Performance comparison based on (a) F-measure and (b) Accuracy.
Centered on F-measure and also accuracy, the proposed RBLSTM classifier’s performance is analogized with the existent classifiers namely BLSTM, K-nearest neighbor (KNN), and Support Vector Machine (SVM) in this stage.
Grounded on F-measure, the proposed method’s f-measure for video-5 attains a higher performance of 97.2136% as shown by the table, in the same way for videos 1–4, high f-measure is attained by the proposed one when contrasted to the existent methods. Similarly, lower performance is attained by the conventional systems when contrasted to the proposed one for the remaining videos. Therefore, it states that superior performance is displayed by the proposed technique to the existent techniques.
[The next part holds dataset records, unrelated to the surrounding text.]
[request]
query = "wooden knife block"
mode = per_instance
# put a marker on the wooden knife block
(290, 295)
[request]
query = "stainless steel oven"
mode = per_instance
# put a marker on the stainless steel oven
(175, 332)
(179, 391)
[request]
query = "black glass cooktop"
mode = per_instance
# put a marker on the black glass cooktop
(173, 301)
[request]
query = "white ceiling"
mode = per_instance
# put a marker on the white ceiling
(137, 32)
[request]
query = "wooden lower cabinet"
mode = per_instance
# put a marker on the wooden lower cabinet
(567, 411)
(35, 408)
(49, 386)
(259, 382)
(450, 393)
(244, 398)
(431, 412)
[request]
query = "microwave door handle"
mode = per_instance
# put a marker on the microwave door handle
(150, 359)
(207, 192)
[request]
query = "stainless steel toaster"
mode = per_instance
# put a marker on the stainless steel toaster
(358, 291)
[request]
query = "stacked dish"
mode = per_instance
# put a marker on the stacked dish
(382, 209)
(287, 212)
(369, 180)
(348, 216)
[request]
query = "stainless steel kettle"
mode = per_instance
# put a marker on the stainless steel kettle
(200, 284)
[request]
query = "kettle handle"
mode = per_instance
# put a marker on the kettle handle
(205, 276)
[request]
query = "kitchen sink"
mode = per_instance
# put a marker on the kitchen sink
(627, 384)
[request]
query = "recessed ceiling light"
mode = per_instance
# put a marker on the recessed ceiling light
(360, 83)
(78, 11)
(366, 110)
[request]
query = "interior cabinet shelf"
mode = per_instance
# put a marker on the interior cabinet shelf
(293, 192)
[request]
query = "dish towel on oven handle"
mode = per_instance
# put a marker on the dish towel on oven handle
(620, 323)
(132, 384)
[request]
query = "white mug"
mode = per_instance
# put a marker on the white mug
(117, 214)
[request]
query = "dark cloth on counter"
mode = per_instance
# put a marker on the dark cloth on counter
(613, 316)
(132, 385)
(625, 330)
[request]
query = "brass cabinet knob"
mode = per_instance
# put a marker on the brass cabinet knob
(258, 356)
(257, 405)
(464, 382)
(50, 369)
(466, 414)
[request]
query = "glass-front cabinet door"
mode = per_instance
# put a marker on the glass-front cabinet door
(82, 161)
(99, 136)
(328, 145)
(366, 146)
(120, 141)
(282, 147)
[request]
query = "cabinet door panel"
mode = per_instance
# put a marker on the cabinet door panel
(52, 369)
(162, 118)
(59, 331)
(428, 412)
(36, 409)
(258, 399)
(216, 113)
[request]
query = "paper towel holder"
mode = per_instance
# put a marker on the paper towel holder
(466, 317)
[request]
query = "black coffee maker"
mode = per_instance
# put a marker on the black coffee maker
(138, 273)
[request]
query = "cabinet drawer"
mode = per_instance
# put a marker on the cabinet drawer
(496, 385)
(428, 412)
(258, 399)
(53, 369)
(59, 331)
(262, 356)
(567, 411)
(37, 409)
The proposed RBLSTM methodology with the existent method’s performance measure centered on accuracy is exhibited in Fig. 6. For video-4, 97.2334% accuracy is possessed by the proposed work, which illustrates that when analogized with the existent ones, the proposed technique exhibits the maximum accuracy. The existing approaches’ accuracy is low whilst contrasting with the proposed work. Thus, more accuracy is attained by the proposed one when weighted against the existing classifiers.

Performance measure in terms of Accuracy of the proposed RBLSTM.
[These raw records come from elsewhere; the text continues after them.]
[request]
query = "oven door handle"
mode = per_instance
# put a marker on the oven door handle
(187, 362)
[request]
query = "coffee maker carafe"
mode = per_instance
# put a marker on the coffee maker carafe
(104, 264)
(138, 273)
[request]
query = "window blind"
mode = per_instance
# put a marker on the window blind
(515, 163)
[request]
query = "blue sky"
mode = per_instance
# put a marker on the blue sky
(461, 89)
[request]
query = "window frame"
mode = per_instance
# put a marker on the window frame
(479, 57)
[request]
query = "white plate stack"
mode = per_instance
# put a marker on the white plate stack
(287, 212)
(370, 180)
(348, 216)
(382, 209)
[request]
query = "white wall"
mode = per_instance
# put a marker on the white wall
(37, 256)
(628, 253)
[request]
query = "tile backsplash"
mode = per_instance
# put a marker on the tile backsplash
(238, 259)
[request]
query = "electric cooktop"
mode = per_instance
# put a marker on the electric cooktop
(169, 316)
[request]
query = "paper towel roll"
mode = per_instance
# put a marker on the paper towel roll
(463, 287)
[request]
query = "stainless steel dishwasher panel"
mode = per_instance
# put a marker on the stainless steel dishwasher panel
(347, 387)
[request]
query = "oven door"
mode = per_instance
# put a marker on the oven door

Centered on frame count and execution time, the proposed LFOB-COA with the existent COA, Normalized K-means (NK-means) and Center Surround Model, and also an Integer Knapsack formulation for K-means (CSMIK-Kmeans) methods’ comparative analysis is described in this phase.
Concerning frame count and execution time, the frame count and execution time offered by the proposed one for video-1 is 172 frames, and 2.6589 sec, correspondingly. But, higher frame count and execution time are expressed by the prevailing techniques. Likewise, the total frames and execution time is more for the existent methods for each video. Hence, it is deduced that the proposed technique is better when weighted against the existing approaches. Figure 7 exhibits the Comparative analysis based on Frame count and Execution time.

Comparative analysis based on (a) Frame count and (b) Execution time.
For the surveillance system’s effective video summarization, RBLSTM and LFOB-COA are proposed in this paper. For examining the proposed method’s effectiveness, the proposed along with the existing method’s performance is contrasted. Higher f-measure (97.2353%), accuracy (97.2334%) for RBLSTM classifier and low frame count (172 frames), and execution time (2.6589 sec) for LFOB-COA centered keyframe selection is denoted by the proposed technique. Thus, better results are exhibited by the proposed technique grounded upon the above performance metrics. Therefore, the surveillance system’s effective video summarization is offered by the proposed RBLSTM and LFOB-COA with greater accuracy and lesser execution time. By deeming the multi-view videos of the surveillance system utilizing the video summarization’s advanced model, the work will be prolonged in the upcoming future.